According to the court, “[a] stun belt is a belt used to restrain prisoners, often in courtrooms where a prisoner who acts up can frighten and even injure jurors, the lawyers, and spectators.” To prevent the prisoner from harming anyone or disrupting the proceedings, “an officer is authorized to send an electric shock to a box on the stun belt that contains electrical wires.” This shock, as the court puts it, “disables the prisoner from acting up.” Stephenson never acted up, so he did not receive any shocks during the trial or during the penalty phase.
The reason that Stephenson took issue with the stun belt was that “[t]he box on [his] belt was on his back under his shirt yet visible to the jurors as a bulge.” Stephenson argued ineffective assistance of counsel on appeal, contending that his attorney should have objected to his having to wear the stun belt.
It came out during post-conviction proceedings at the state level that four jurors were aware that Stephenson was wearing a stun belt. The appellate court determined that because the jurors could see the bulge and knew it was the “action part of a stun belt,” they may have thought of this as “evidence that Stephenson was violent and unpredictable – confirming [their] decision to convict and encouraging [them] to sentence such a person, already found to be a murderer, to death.” The court also stated that wearing this belt could have “affected Stephenson's demeanor and appearance throughout the trial – made him nervous and fearful, which jurors might interpret incorrectly as signs of guilt.”

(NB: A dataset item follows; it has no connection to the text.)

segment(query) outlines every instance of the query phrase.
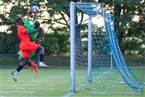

The court pointed out that there was no evidence that Stephenson was “likely to act up at the penalty phase of his trial, or at any other phase.” It noted that the defendant had been in prison for twenty years and there was no indication he had been violent during that time. The court stated, “Yet we know that four jurors were aware of the stun belt, and do not know what if anything they told the other jurors and therefore what role discovery of the stun belt may have played in the jury's determination to sentence him to death.”
The government had argued that “Stephenson can't have been prejudiced by the stun belt, because the most important factor in sentencing is the crime itself.” The court was not persuaded by this argument in this case, finding the fact that the penalty phase was only a day “gave salience to the stun [belt's] potential negative effect on the jury's assessment of Stephenson's character and may thus have influenced the jury's voting to sentence him to death.”
Thus, the Seventh Circuit found that Stephenson's lawyer should have objected “to his client's having to wear a stun belt, giving the absence of any reason to think his client would go berserk in the courtroom.” The court found that in Stephenson's case, the wearing of the stun belt “contaminated the penalty phase of the trial” and the court then reversed the lower court and remanded the case “with directions to vacate his sentence.”